In our study we did not observe both early and long term results (goniometry pendulum testour research is the first attempt in literature of using this apparatus in sport) any pathological changes in knee function after increasing the strength and mass of quadriceps in use of NMES. The progress in muscle parameters did not have influence pathologically on knee function.
4.1. Limitations of Study
In our study soccer players after a month of therapy with NMES + rehabilitation or only rehabilitation program (7 months after ACL reconstruction) returned to sport and league competition, what could interfere with follow-up observation.
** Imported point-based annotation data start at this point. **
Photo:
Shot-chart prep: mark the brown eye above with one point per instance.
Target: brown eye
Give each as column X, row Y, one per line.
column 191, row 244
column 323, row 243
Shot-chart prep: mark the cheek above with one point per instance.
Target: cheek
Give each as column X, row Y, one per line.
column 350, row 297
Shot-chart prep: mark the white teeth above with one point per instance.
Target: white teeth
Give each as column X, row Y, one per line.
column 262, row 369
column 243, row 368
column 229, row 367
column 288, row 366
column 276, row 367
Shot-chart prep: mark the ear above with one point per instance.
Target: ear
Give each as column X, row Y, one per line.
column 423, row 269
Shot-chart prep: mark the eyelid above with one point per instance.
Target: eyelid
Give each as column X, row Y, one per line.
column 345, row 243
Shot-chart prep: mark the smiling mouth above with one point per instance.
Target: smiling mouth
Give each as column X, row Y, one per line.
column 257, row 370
We were not able to demonstrate a relationship between the pendulum test and muscle dysfunction either in the study or from previous research using a similar protocol correlated with markers of muscle damage. We tried to use objective measurement methods, but we did not collect data related to functional outcomes, of which there are some they could have chosen (triple-hop, crossover-hop, and jump-landing test).
5. Conclusion
The results of this study show that NMES (presented parameters in experiment) is useful for strengthening the quadriceps muscle in soccer athletes. There is an evidence the benefit of the NMES in restoring quadriceps muscle mass and strength of soccer players. In our study the neuromuscular electrical stimulation appeared to be safe for biomechanics of knee joint. The pathological changes in knee function were not observed.
Conflict of Interests
The authors would like to certify that they have no commercial associations with the manufacturers of the equipment described in the paper or other conflict of interests.